Immunohistochemistry

Five-micron sections from formalin-fixed paraffin-embedded papilloma blocks were deparaffinized and rehydrated using the Leica ST5020 Autostainer. Antigen retrieval was performed using a Leica Bond citrate-based solution (Leica AR9961). Single color automated staining was performed using anti-human CD4 (Abcam ab133616; 1:400 dilution) or CD8 (Abcam ab182729; 1:200) antibodies applied for 60 min. After washing, secondary antibody staining and colorimetric development was perfumed using the Leica BOND Polymer Refine Detection kit (#DS9800) per manufacturer recommendations. Coverslipping was performed with the Leica Automated Coverslipper (#CV5030). All samples were stained in the same batch with appropriate positive (tonsil tissue) and negative controls. Images of stained slides were acquired on a Vectra Polaris using brightfield illumination. Analysis of images was performed using QuPath. Percentage positivity of stained cells for entire FFPE sections was calculated using common detection thresholds for all samples.
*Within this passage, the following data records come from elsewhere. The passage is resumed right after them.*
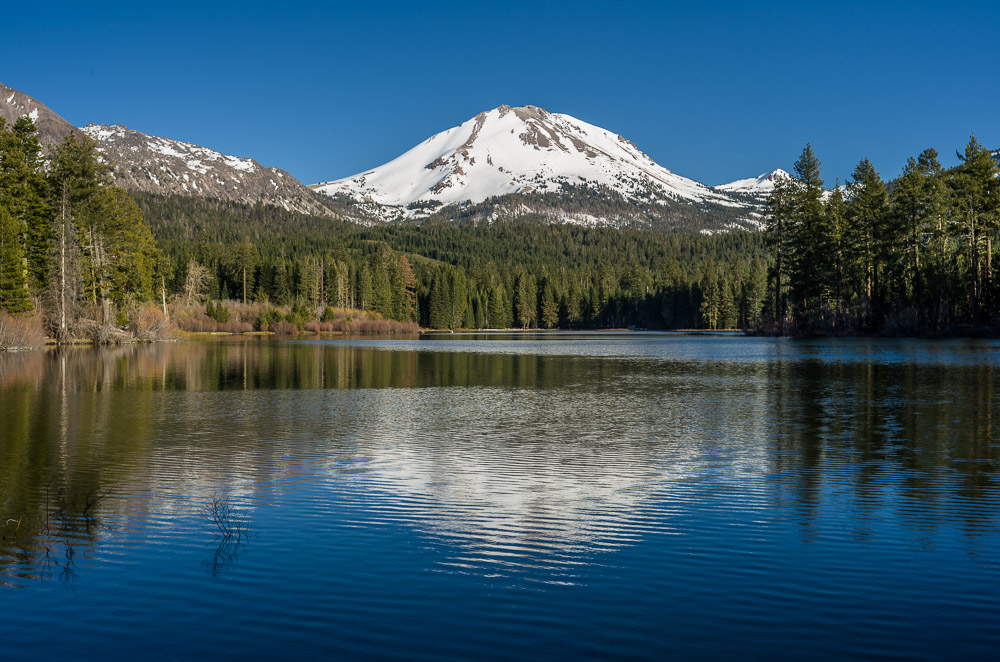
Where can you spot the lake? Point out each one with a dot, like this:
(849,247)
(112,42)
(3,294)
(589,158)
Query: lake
(497,496)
Statistics and reproducibility

Statistical tests were performed using Wilcoxon rank-sum test. A two-way ANOVA was performed to test influence of both gene ID and surgical frequency (comparing [3, 4) vs [6, 8]) on HPV gene expression levels. A p value (P) of <0.05 was considered statistically significant. Clinical samples from 20 patients were subjected to WES and RNA-seq. Technical replicates of sequencing were not performed. Box and whisker plots were generated in the style of Tukey using geom_boxplot function from the R package ggplot2 from tidyverse. For each box and whisker plot, the horizontal bar corresponds to the median. The upper and lower box limits correspond to the interquartile range (IQR, or distance between the third and first quartiles, respectively). The upper and lower whiskers extend the range of the datapoints up to 1.5 times the IQR. Data beyond the end of the whiskers are plotted individually.

Reporting summary

Further information on research design is available in the Nature Research Reporting Summary linked to this article.